My dog ate a can of peanuts. I didn't catch him in the act. I know this because I cleaned up a pile of his feces in the backyard before mowing. He leaves pretty clear evidence of his trespasses. Strings and candy wrappers are not uncommon findings.
I once read a book called Collapse about civilizations that have ceased to exist. More often than not, petrified poop carries traces of human DNA. The implication is grotesque: When the going gets tough, people eat each other. We rarely catch cannibals in the act, but we know whom they had for dinner because we excavate their excrement.
Christians, like most humans, are full of crap. You can guess our indulgences by our digestive track. You may never catch us in the act, but dig around in our septic tanks for a few minutes and you can infer various guilty pleasures. Peanuts in the grass. DNA in the fertilizer. Envy in the grass clippings.

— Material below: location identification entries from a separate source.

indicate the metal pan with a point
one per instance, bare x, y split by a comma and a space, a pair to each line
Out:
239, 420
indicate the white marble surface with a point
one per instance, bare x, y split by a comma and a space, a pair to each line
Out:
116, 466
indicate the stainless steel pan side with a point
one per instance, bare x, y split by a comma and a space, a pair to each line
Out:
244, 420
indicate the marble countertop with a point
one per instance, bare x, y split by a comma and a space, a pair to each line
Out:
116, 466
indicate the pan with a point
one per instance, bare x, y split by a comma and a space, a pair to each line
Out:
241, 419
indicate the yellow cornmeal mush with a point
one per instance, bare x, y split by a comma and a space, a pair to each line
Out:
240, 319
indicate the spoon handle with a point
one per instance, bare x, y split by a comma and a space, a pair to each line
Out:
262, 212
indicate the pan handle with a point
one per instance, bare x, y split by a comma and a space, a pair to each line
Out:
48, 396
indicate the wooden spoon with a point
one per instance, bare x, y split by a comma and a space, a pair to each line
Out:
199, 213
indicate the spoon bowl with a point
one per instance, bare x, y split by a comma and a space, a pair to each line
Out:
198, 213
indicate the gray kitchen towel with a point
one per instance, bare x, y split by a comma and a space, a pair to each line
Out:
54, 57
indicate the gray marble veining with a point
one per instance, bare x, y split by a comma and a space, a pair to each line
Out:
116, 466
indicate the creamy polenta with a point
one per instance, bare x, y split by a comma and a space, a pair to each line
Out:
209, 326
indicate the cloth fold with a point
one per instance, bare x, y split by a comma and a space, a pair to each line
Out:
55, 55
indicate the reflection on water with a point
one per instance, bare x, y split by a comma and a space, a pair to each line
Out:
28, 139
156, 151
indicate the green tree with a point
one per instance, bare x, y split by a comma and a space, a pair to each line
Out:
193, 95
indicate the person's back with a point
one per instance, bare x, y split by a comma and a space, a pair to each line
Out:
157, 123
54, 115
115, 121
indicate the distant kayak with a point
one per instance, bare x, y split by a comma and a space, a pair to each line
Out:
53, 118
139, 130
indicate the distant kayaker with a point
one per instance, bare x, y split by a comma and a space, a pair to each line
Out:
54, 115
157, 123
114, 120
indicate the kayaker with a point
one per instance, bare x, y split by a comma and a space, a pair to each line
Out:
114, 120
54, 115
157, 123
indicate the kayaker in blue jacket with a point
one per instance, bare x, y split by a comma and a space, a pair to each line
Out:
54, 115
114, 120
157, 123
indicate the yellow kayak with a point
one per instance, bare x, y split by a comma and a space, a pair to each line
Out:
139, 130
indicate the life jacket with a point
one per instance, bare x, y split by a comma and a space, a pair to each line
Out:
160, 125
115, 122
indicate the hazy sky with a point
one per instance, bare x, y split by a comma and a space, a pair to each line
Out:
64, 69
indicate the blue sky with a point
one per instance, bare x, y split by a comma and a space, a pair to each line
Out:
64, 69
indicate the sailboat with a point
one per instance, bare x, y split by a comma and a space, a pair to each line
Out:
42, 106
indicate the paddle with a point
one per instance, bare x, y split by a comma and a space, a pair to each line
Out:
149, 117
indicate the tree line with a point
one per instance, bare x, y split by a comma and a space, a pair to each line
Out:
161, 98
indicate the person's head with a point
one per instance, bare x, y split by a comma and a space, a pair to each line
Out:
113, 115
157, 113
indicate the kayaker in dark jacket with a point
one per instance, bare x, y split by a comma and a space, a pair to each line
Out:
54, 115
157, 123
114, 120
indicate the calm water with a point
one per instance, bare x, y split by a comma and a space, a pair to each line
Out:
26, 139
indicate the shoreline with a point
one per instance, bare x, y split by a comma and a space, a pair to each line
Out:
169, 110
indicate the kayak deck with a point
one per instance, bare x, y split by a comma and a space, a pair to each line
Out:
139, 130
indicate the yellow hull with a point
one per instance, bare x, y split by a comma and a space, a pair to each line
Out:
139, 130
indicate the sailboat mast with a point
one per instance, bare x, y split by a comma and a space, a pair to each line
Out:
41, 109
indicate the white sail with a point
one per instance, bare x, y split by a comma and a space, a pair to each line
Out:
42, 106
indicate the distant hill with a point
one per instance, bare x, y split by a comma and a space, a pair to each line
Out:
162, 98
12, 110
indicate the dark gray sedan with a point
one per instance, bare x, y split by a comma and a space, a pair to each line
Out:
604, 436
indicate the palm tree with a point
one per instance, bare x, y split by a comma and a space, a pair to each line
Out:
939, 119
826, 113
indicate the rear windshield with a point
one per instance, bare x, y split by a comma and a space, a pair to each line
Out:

The Bible warns that some day every deed will be exposed, every motive laid bare, every word echoed, and every action will demand an account (1 Cor. 4:5; 2 Cor. 5:10). Shame and fear are typical reactions to this exposure (Gen. 3:8-10; John 3:20). So we lock the door when we're in the bathroom. And we wash our hands after we flush.
There is, of course, a better way. "Confess your sins to one another," John the Beloved disciple suggests, "and God who is faithful will forgive and cleanse you of any unrighteousness" (1 John 1:19). James, the brother of Jesus, adds, "And pray for one another that you might be healed" (5:16).
Sunday morning gatherings do not often lend themselves to public confession. A minute of directed confession by the pastor as the service and songs begin usually suffices. Right or wrong, this is the case. However, confession as John and James describe it take place best when the church is scattered in hallways, coffee shops, backyards, or bathroom stalls.